Broadway Limited Imports
- Company type: LLC
- Founded: 2001
- Founder: Anton Wenzel, Bob Zimet and Bob Grubba
- Headquarters: Ormond Beach, FL
- Key people: Bob Grubba, President/CEO Ken Silvestri, VP of Sales
- Products: Model railroad locomotives and rolling stock
- Revenue: $10 Million (Est.)
- Number of employees: 12 (US) 350 (Korea)
- Website: Broadway Limited Imports, LLC

= Broadway Limited Imports =

Scale model manufacturer

Broadway Limited Imports, LLC (BLI) designs and manufactures limited-run HO scale and N scale model railroad locomotives and rolling stock.
BLI products, produced in extremely limited quantities, are equipped with Digital Command Control decoders and the ability to reproduce the recorded sounds of actual trains.

The company was founded in 2001 by Anton Wenzel, Bob Zimet and Robert Grubba. In 2004, Grubba bought out the interest of his partners, moving the company to Ormond Beach, Florida the following year. On April 8, 2007, BLI combined their website with Precision Craft Models, Inc.

The company expanded its offering in 2007 with the addition of its "Blueline" product line. The Blueline HO-scale train models offer digital sound systems but lack the DCC remote control and sell for about half the price of the company's Paragon series models. The purchaser can add the remote control later with a plug-in decoder module.

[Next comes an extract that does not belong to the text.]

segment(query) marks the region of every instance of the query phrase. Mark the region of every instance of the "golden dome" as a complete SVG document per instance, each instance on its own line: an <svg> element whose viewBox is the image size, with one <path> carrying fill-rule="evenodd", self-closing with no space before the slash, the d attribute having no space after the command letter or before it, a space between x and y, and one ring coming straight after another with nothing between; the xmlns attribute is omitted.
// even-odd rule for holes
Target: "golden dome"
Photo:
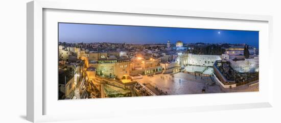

In 2009, the offered product line expanded again. The new Paragon2 line utilizes an integrated DCC decoder that can be operated on DC track as well, as well as DCC sound capability and steam generating units on many locomotives.

In 2015 the company introduced Rolling Thunder, US patent #7,634,411, a system that transmits the low frequency bass sounds from a locomotive to a subwoofer located beneath the model train layout. The bass sounds play in synchronization with the audio as it plays through the on-board speakers housed in the locomotive.